The Apple iPhone, which starts at $199, has been competitively priced for some time now, but its service plans remain usurious and a major turnoff to lot of potential customers. Many folks won’t balk at paying a couple hundred bucks for a cool piece of hardware, but they’ll pass after discovering the monthly bill from AT&T Wireless will run at least $75, including taxes. Competing gadgets aren’t much better. Example: The iPhone-like Samsung Omnia also costs around $200 and comes with a $70-or-higher monthly charge from Verizon Wireless.

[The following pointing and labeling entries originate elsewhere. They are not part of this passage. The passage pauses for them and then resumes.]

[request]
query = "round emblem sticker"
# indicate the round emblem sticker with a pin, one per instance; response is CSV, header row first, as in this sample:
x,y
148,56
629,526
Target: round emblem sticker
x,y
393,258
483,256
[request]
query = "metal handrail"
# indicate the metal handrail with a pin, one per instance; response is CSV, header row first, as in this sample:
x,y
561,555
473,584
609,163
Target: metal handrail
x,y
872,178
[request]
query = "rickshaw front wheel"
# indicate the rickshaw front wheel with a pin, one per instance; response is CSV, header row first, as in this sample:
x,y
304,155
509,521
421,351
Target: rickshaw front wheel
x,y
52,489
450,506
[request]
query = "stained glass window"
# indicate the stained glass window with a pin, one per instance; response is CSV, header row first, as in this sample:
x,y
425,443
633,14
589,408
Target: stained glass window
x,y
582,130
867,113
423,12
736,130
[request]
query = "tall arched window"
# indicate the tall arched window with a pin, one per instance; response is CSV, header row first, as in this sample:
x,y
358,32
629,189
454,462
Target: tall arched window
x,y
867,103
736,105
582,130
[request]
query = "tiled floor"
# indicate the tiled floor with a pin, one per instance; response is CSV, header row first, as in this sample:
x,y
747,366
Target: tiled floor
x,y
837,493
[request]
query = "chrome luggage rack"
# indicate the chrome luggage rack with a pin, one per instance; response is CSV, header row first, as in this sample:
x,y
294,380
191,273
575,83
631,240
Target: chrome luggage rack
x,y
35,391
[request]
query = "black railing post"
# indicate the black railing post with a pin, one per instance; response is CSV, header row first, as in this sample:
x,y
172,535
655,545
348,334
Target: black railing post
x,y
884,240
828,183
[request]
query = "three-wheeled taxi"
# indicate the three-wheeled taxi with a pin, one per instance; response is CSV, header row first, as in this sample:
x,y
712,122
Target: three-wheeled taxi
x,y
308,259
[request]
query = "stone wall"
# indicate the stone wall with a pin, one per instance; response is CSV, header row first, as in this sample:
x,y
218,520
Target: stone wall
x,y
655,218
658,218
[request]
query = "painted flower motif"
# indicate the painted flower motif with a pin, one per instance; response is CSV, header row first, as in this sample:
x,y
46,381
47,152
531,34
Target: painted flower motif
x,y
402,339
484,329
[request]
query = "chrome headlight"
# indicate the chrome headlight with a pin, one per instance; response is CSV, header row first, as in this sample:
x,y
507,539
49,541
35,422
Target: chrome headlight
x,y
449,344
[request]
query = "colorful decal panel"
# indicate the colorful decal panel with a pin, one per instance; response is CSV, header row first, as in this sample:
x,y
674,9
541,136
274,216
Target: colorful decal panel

But there’s good news: A brewing price war among mobile carriers may drive down those monthly fees — a boon to iPhone fans and other smart phone users. Analyst Shaw Wu of Kaufman Bros. says that a difficult economy is forcing second-tier wireless providers like Sprint and T-Mobile to aggressively slash voice and data fees to draw customers. For instance, Sprint last year launched its “Simply Everything” plan, an all-you-can-eat deal with unlimited voice, data, email, Web, TV, and even GPS for $100 per month. More recently, Sprint subsidiary Boost Mobile began offering a $50 unlimited voice, messaging, and Web plan, albeit without as many goodies as Simply Everything; and T-Mobile is currently testing a $50 to $75 unlimited plan of its own.
In a report released Monday, Wu asserts that the high costs of AT&T’s service plans — not the cost of the hardware itself — are limiting the adoption of the iPhone. He believes that the cheaper service plans from Sprint and T-Mobile will help boost those carriers’ sales, which have lagged behind those of industry leaders AT&T and Verizon.
Certainly it’s just a matter of time before wireless service plans drop in price, and hopefully the crappy economy will speed up that development. Besides, consumers in general love all-you-can-use rather than pay-as-you-go plans, as the former removes that queasy feeling that accompanies each month’s cell phone bill. Furthermore, carriers have been ripping us off for long enough. Twenty cents for a text message? That says it all.